Arcos
La única religión que no tiene ateos
Eduardo Galeano tenía que ser uruguayo. No se entiende de otra manera. Para los orientales el fútbol es parte de su cultura, de su esencia, su forma de vivir y de ser. Para ellos, que no pretenden ser jaguares ni sofisticados, correr detrás de una pelota tiene tanta validez como trabajar detrás de un escritorio o ubicar los ojos sobre la página de un libro. Por eso tantos intelectuales uruguayos están lejos de desterrar el balompié de sus crónicas y pensamientos. Al contrario, lo enaltecen y se nutren de la sabiduría que sólo te entregan una cancha, una cancha de tierra y pobre, como también una cancha en el estadio más lujoso.
Dijo Galeano que en la vida "un hombre puede cambiar de mujer, de partido político o de religión, pero no puede cambiar de equipo de fútbol". Dijo que a medida que el deporte se ha hecho industria, "ha ido desterrando la belleza que nace de la alegría de jugar porque sí. En este mundo del fin de siglo, el fútbol profesional condena lo que es inútil, y es inútil lo que no es rentable". Dijo que el juego "se ha convertido en espectáculo, con pocos protagonistas y muchos espectadores. Fútbol para mirar. Y el espectáculo se ha convertido en uno de los negocios más lucrativos del mundo, que no se organiza para jugar sino para impedir que se juegue".
A Galeano le gustaban los pichangueros. A algunos aún nos gustan los de esa raza. "Por suerte todavía aparece en las canchas, aunque sea muy de vez en cuando, algún descarado carasucia que se sale del libreto y comete el disparate de gambetear a todo el equipo rival, y al juez, y al público de las tribunas, por el puro goce del cuerpo que se lanza a la prohibida aventura de la libertad”.
Cuando veo en las canchas más grandes del mundo a futbolistas como Arturo Vidal, Alexis Sánchez o Gary Medel, recuerdo su sentencia. "El chico corre, jadeando, por la orilla. A un lado lo esperan los cielos de la gloria; al otro, los abismos de la ruina. El barrio lo envidia: el jugador profesional se ha salvado de la fábrica o de la oficina, le pagan por divertirse, se sacó la lotería. Los empresarios lo compran, lo venden, los prestan; y él se deja llevar a cambio de la promesa de más fama y dinero. Cuanto más éxito tiene, y más dinero gana, más preso está”.

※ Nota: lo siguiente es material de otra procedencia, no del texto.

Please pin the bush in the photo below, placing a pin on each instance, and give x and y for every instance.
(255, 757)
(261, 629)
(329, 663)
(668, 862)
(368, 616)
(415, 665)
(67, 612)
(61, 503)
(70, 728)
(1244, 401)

Jorge Sampaoli pretende, como muchos técnicos, concentrar a la selección antes de la Copa América en Europa, lejos del ruido y las cámaras de tv. Mucho antes Galeano escribió "en las vísperas de los partidos importantes, al futbolista lo encierran en un campo de concentración donde cumple trabajos forzados, come comidas bobas, se emborracha con agua y duerme solo. En los otros oficios humanos, el ocaso llega con la vejez, pero el jugador de fútbol puede ser viejo a los treinta años”.
Es divertido cuando el hincha, furibundo, te argumenta que nunca jugaste a la pelota. Divertido, porque es algo que lejos de separarte, debería unirte. Amar el juego pese a no tener condiciones. Galeano quiso ser arquero. "El portero siempre tiene la culpa. Y si no la tiene, paga lo mismo. Cuando un jugador cualquiera comete un penal, el castigado es él: allí lo dejan, abandonado ante su verdugo, en la inmensidad de la valla vacía. Y cuando el equipo tiene una mala tarde, es él quien paga el pato, bajo una lluvia de pelotazos, expiando los pecados ajenos”.
Para entender el fútbol actual, el de laboratorio, de arcos cerrados y esquemas prusianos, podemos adaptar a Galeano. "El gol es el orgasmo del fútbol. Como el orgasmo, el gol es cada vez menos frecuente en la vida moderna. Hace medio siglo, era raro que un partido terminara sin goles: 0 a 0, dos bocas abiertas, dos bostezos. Ahora, los once jugadores se pasan todo el partido colgados del travesaño, dedicados a evitar los goles y sin tiempo para hacerlos”.
El fútbol es perfecto. Lo aprendí de Galeano.